American guides do comment on
try and.
Ambrose Bierce (1909) called it "colloquial slovenliness of speech" and
Jan Freeman (2009) calls it "one of the favorite topics of American peevologists". The dictionaries and stylebooks that are less excited about it at least pause to note that it is informal, colloquial, or a "casualism". The
American Heritage Dictionary notes:
To be sure, the usage is associated with informal style and strikes an
inappropriately conversational note in formal writing. In our 2005
survey, just 55 percent of the Usage Panel accepted the construction in
the sentence Why don't you try and see if you can work the problem out for yourselves?
(I can't help but read that
to be sure in an Irish accent, which means
I've been around Englishpeople too long.)
One hypothesis is that
try and came to be preferred in Britain due to
horror aequi: the avoidance of repetition. So, instead of
Try to get to know, you can drop a
to and have
Try and get to know. The colloquialism may have been more and more tolerated because the alternative was aesthetically unpleasing.
Try and is an example I'm discussing (in much less detail) in the book I'm writing because it seems to illustrate a tendency for British English to make judg(e)ments "by ear" where American English often likes to go "by the book". (Please feel free to debate this point or give me more examples in the comments!)
Garner's Modern English Usage
And so, on to the app. The
Garner's Modern English Usage (GMEU) app is the full content of the 4th edition of the book of the same name, with some extra app-y features. I've tested it on an Apple iPod, but I think it's available for other platforms too. On iTunes, it lists at US$24.99.
Full disclosure: Bryan Garner gave me a free copy of this app in its testing stage. I've met Garner in person once, when I'm quite sure he decided I was a hopeless liberal. (The thing about liberals, though, is you can't really be one without lots of hope.) He's a good one to follow on Twitter.
Sad disclosure: I received the offer of the free app not too long after I ordered a hard copy of the 4th edition, which (AmE) set me back £32.99, and, at 1055 pages, takes up a pretty big chunk of valuable by-the-desk bookshelf (AmE) real estate. I bought that book AFTER FORGETTING that just weeks before, hoping to avoid the real-estate incursion, I'd bought the e-book edition for a (orig. AmE) hefty $34.99. So, although I got the app for free, I expect to get my money's worth!!
So far, the app works beautifully, and is so much easier to search than a physical book. Mainly, I've used it for searching for items with AmE/BrE differences. I also used it to argue back to a
Reviewer 2 who was trying to (not
and!) (orig. AmE)
micromanage aspects of my usage that don't seem to have any prescriptions against them (their absence in GMEU was welcome). (Reviewer 2 did like our research, so almost all is forgiven.)
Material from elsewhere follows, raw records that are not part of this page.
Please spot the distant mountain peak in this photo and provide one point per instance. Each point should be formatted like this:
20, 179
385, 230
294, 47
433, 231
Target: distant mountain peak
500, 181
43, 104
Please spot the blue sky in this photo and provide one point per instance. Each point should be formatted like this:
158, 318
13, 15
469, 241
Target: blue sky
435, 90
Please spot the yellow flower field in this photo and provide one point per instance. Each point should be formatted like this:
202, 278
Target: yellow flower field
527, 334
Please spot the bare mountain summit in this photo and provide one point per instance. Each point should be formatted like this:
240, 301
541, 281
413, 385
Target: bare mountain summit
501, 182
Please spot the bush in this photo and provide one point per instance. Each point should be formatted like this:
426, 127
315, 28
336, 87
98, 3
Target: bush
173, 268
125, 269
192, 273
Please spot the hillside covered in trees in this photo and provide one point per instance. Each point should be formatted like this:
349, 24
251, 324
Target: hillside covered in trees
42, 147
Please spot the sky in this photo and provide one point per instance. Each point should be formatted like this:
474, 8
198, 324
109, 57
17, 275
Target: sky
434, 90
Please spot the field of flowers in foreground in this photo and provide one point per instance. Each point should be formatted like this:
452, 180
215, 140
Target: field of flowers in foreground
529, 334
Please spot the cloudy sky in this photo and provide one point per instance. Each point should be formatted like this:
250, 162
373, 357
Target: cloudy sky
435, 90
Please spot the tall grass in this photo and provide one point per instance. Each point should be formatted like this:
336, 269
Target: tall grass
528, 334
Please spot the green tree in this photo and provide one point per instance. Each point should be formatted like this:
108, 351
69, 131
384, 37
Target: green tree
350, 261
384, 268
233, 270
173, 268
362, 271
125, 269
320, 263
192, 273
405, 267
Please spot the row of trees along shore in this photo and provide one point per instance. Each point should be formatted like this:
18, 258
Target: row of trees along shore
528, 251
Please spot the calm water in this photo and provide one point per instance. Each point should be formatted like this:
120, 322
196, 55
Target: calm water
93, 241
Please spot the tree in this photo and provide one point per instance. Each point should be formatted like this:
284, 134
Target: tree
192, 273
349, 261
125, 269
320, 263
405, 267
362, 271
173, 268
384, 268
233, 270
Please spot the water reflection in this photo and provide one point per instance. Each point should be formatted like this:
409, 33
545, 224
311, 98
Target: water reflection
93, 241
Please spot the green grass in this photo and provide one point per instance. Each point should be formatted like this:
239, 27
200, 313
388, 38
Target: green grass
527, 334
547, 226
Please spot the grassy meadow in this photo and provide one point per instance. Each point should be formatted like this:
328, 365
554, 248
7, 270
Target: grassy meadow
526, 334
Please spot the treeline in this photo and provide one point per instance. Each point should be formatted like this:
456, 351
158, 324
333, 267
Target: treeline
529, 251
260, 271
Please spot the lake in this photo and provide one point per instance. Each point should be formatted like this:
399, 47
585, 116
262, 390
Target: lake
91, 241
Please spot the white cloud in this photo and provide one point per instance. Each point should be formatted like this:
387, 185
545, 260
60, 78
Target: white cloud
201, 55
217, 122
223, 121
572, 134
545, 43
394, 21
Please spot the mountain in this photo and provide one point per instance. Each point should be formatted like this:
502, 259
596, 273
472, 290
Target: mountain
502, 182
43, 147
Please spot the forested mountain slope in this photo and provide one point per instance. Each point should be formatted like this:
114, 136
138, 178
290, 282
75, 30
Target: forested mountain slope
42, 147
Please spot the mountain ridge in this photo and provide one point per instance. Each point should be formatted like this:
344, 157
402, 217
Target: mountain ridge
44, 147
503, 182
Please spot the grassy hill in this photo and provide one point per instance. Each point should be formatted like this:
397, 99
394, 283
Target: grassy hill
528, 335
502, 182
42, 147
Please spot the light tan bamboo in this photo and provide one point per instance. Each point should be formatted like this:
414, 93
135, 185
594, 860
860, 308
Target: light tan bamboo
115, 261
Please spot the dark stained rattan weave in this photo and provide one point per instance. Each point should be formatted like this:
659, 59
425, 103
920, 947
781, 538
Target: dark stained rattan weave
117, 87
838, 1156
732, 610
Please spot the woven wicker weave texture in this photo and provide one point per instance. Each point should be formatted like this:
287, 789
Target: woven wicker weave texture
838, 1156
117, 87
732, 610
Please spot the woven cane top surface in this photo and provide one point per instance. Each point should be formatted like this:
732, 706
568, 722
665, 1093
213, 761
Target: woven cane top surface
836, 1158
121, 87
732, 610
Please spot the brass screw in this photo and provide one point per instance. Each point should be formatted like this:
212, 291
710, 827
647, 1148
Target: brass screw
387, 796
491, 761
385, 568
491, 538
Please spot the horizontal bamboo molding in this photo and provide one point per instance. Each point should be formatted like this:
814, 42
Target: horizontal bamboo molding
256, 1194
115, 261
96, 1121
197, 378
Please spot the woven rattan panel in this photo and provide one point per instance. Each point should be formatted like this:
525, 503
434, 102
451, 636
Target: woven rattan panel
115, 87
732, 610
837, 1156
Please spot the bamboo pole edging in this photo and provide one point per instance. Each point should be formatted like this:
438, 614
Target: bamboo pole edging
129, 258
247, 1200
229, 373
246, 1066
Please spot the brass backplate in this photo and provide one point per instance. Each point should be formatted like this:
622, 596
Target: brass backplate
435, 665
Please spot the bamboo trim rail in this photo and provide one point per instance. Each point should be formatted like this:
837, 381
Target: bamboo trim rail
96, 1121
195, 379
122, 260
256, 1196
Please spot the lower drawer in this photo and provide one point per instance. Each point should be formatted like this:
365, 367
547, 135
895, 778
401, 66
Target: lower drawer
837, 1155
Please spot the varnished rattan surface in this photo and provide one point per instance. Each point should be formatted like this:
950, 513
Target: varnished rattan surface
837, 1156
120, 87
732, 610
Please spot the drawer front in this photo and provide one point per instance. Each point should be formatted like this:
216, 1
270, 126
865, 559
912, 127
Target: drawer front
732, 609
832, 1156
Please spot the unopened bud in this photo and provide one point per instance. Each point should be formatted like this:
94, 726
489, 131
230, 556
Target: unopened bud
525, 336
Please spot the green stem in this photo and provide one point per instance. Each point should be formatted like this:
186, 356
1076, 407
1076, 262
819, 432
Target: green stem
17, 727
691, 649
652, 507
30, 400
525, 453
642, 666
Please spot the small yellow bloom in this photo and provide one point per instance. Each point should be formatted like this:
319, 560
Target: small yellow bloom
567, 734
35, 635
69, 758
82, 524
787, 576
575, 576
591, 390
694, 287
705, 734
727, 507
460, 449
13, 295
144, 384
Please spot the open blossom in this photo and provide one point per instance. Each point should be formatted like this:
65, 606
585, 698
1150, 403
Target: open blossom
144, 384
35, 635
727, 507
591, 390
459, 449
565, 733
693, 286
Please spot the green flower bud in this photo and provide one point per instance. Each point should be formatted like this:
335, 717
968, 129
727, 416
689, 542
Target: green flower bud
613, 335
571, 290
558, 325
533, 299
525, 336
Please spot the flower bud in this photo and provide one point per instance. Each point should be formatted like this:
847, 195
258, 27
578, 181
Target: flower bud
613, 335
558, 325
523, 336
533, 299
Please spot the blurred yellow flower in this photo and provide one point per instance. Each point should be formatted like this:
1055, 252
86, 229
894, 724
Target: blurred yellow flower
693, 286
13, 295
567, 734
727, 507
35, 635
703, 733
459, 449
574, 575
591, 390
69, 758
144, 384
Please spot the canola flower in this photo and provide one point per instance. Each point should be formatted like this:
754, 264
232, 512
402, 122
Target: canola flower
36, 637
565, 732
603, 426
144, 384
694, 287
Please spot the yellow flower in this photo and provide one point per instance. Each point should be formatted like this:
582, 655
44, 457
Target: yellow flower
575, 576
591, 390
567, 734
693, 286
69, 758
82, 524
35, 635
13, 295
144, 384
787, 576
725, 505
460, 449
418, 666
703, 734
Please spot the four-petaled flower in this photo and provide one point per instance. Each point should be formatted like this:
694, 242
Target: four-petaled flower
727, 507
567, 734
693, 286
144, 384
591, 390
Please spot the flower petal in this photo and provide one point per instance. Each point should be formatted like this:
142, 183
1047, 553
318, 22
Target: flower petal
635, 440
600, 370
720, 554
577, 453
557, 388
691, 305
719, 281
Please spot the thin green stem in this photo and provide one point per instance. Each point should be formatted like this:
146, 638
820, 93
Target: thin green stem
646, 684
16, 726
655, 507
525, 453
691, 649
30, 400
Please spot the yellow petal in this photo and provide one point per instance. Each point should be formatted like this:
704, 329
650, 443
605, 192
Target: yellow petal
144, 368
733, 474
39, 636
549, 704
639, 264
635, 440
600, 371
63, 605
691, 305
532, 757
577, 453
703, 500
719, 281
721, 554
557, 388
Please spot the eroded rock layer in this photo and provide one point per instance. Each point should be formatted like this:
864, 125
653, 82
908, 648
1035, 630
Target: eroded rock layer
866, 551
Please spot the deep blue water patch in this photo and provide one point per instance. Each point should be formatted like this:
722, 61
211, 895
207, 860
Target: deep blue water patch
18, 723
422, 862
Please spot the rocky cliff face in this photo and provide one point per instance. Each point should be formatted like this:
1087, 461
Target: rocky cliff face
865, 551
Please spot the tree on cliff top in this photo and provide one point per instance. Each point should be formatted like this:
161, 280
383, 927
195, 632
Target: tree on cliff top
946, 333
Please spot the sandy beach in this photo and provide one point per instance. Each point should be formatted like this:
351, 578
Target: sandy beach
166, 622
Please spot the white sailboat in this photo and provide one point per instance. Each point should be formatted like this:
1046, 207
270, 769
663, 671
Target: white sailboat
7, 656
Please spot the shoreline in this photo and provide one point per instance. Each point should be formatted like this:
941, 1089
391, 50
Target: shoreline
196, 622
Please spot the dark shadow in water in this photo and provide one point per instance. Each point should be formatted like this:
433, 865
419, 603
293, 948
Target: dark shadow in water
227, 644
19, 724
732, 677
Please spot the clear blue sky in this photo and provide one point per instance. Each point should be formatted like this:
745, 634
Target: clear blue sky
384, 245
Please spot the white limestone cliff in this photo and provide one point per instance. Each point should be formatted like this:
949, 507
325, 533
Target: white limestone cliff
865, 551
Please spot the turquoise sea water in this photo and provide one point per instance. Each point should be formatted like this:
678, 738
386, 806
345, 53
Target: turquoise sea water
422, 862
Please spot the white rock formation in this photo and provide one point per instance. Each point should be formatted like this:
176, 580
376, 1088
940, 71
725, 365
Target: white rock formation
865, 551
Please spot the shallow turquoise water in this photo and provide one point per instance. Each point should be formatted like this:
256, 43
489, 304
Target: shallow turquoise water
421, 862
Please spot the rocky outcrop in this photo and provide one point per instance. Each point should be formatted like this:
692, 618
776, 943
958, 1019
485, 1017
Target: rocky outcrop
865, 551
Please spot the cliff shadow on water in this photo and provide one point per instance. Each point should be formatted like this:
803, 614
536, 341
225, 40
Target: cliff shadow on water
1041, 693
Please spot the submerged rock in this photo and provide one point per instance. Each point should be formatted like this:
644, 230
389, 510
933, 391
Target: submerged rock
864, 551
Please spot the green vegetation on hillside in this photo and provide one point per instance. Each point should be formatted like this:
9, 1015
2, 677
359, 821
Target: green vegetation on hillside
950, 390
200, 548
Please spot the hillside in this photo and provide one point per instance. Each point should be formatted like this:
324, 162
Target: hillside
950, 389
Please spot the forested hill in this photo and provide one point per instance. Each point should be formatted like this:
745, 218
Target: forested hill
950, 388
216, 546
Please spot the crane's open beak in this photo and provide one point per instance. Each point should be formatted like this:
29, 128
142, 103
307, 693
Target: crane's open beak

GMEU didn't have everything I looked up (see the post on
lewd), but that's probably because those things are not known usage issues. I had just wondered if they might be. But where I looked up things that differed in BrE and AmE, the differences were always clearly stated. Here is a screenshot of
try and:
Garner's book is so big because it's got lots of real examples and useful numbers, as you can see in this example. Nice features of the app, besides easy searchability, include the ability to save entries as 'favorites', tricky quizzes (which tell me I qualify as a "
true snoot"), and all the front matter of the book: prefaces, linguistic glossary, pronunciation guide, and Garner's essays about the language.
The search feature gives only hits for essay topics and entry headwords. That is probably all anyone else needs. I'd like to be able to search, for instance, for all instances of British and BrE to find what he covers. But I guess that's what I can use my ebook for...
Over the course of his editions and his work more generally, Garner has included more and more about British English, but at its heart, GMEU is an American piece of work. Other Englishes don't really (BrE) get a look-in (fact, not criticism). I very much recommend the app for American writers, students, and editors, but also for British editors, who are often called upon to work on American writers' work or to make British work more transatlantically neutral.